Alice Mae Britt
My Encore Story
Each day, I arrive at work with a greater sense of purpose than I have ever experienced in my life. When I was hired to become CEO of the NETWORK of Community Ministries, I knew I had come full circle—from poverty back to helping the impoverished—and it feels great!
NETWORK of Community Ministries, Inc. is one of the largest basic needs providers in Dallas County, having served last year well over 32,000 individuals struggling to overcome hardships. NETWORK has won numerous awards this year—2008 Best Local Charity, 2008 NTFB Model Agency, and 2008 RISD Spirit Recipient—but no award is more fabulous than the appreciation immediately exhibited when we tell an individual he/she will get food that day to feed the family. I enjoy the instant return on compassion given to my staff, over 350 volunteers, and me each day. I am especially delighted because I am reminded daily that I know their plight well because I have lived it.
I grew up in Murfreesboro, North Carolina in a family of seven children with undereducated parents who made a living in the old expression "the best way they knew how". After receiving a four year scholarship to college, I set out on a journey to personally rise above my upbringing and all of its socio-economic nuances. I wanted to "be somebody," and that was what I kept telling myself.
College teaching seemed like the epitome of success, thus it became my career path on which I remained for many years. I was determined to rise above poverty and all that came with that identification. I remained in academia, steadily rising in rank.

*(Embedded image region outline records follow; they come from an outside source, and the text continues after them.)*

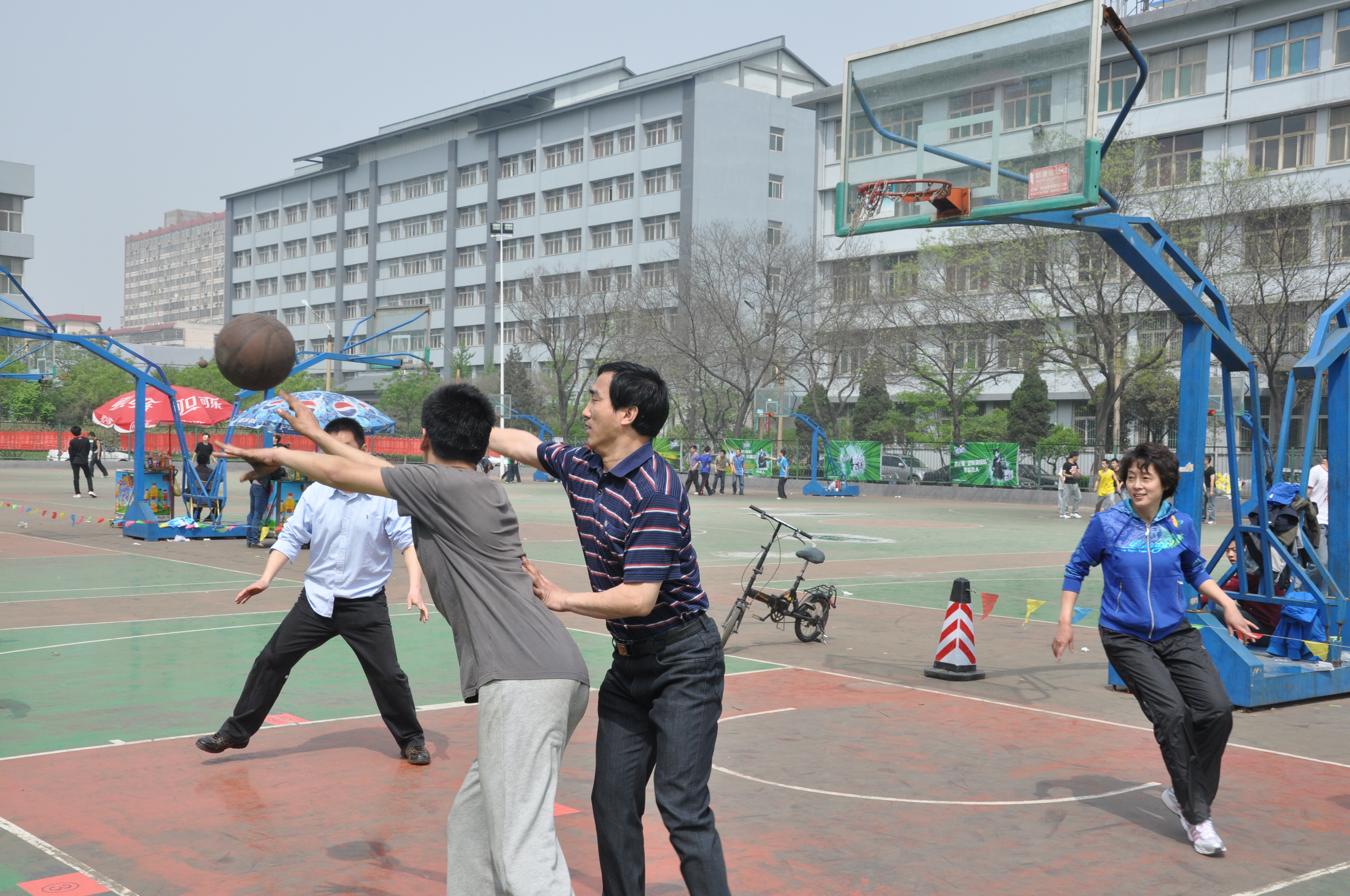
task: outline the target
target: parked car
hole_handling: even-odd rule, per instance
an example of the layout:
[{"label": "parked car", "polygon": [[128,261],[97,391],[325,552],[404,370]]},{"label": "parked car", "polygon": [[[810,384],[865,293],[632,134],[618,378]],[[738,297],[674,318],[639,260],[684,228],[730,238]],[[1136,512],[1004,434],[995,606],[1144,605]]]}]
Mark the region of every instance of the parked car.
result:
[{"label": "parked car", "polygon": [[[913,457],[909,460],[913,460]],[[923,482],[923,474],[906,463],[906,457],[883,453],[882,482],[907,482],[911,486],[917,486]]]}]

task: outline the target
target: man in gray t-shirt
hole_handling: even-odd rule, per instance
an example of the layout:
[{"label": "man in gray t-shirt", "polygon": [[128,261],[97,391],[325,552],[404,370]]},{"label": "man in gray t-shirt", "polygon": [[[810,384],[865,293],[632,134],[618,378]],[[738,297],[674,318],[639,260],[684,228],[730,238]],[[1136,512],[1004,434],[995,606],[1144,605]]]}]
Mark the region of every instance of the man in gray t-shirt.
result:
[{"label": "man in gray t-shirt", "polygon": [[478,703],[478,757],[450,811],[447,896],[571,896],[554,830],[563,749],[590,699],[580,650],[535,596],[521,568],[520,524],[500,482],[478,472],[495,412],[468,385],[441,386],[423,403],[424,466],[394,467],[323,430],[286,395],[278,412],[324,453],[242,449],[254,474],[286,466],[340,488],[387,495],[412,517],[413,544],[436,609],[455,632],[464,702]]}]

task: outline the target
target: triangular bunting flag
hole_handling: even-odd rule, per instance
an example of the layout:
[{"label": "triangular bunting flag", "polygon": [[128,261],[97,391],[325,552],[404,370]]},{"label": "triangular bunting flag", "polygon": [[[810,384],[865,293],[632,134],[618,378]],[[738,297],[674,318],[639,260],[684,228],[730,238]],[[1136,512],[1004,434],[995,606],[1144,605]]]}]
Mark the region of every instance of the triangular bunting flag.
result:
[{"label": "triangular bunting flag", "polygon": [[990,594],[988,591],[980,591],[980,607],[984,610],[984,613],[980,615],[980,622],[984,622],[986,619],[990,618],[990,614],[994,613],[994,605],[998,602],[999,602],[999,595]]},{"label": "triangular bunting flag", "polygon": [[1312,653],[1319,660],[1326,660],[1327,659],[1327,648],[1331,646],[1330,644],[1322,644],[1319,641],[1304,641],[1304,644],[1308,645],[1308,649],[1312,650]]}]

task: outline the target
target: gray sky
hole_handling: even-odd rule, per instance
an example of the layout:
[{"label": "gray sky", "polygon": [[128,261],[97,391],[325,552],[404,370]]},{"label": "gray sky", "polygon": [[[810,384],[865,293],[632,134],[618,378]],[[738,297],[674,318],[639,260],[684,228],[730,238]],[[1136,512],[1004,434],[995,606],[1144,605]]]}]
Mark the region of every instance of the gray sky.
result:
[{"label": "gray sky", "polygon": [[1008,11],[992,0],[0,0],[0,159],[36,166],[24,286],[49,314],[116,327],[124,236],[169,209],[221,211],[223,193],[290,175],[302,152],[614,57],[641,73],[780,34],[837,84],[846,53]]}]

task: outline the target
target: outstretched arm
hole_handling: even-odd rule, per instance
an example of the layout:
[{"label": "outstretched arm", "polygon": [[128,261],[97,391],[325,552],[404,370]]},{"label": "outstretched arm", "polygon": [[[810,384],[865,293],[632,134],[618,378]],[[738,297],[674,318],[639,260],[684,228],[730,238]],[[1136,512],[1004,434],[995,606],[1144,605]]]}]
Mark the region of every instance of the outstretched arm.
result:
[{"label": "outstretched arm", "polygon": [[[336,457],[333,455],[320,455],[310,451],[292,451],[289,448],[240,448],[220,443],[216,445],[225,457],[239,457],[252,464],[252,471],[246,472],[240,479],[248,480],[263,471],[277,467],[290,467],[296,472],[309,476],[315,482],[332,486],[339,491],[359,491],[367,495],[382,495],[389,498],[385,490],[385,479],[379,474],[379,467]],[[383,466],[383,464],[382,464]]]},{"label": "outstretched arm", "polygon": [[493,433],[487,439],[487,448],[490,451],[536,468],[539,467],[540,444],[543,443],[540,443],[537,436],[524,429],[506,429],[504,426],[493,426]]}]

I began working on my Ph.D. and continued through to the point that I was about to declare the topic for my dissertation when a family tragedy struck. The death of a young brother convinced me that I needed to make a dramatic change from what I was doing and begin again.
Ironically, I did not lament the new thought of changing directions following the death of my brother. I just knew I would have to do more than what I had been doing—a different way. I knew I had to step away from the lecture room and make the new arena for me the basic needs of others. I could not look away; I had to hurry back.
I answered an ad that following summer in the Dallas Morning News for a writer to do proposals for a Hispanic service organization. I was hired and began from the ground up a completely new career. It was my encore as a professional, and this time I had a brand new gauge to measure my success—personal fulfillment.
What I had been so desperate to escape had never left me. I needed to return to my upbringing because those people made me who I am, gave me the courage to never give up, and delighted my senses with their wonderful humor and enduring cultural stories.
I began a new frontier in the nonprofit arena, and as the expression goes, "the rest is history" because I worked for such charities as SER-Jobs for Progress, the National American Red Cross, Heifer International, and the Todd Beamer Foundation before joining NETWORK.
I smile everyday because the way that NETWORK’s building is designed,everyone must come through the client lobby where individuals and families await their help. It is my reminder that I need to get into my office and get to work because there may be a little person who will one day take the place of me. Encore!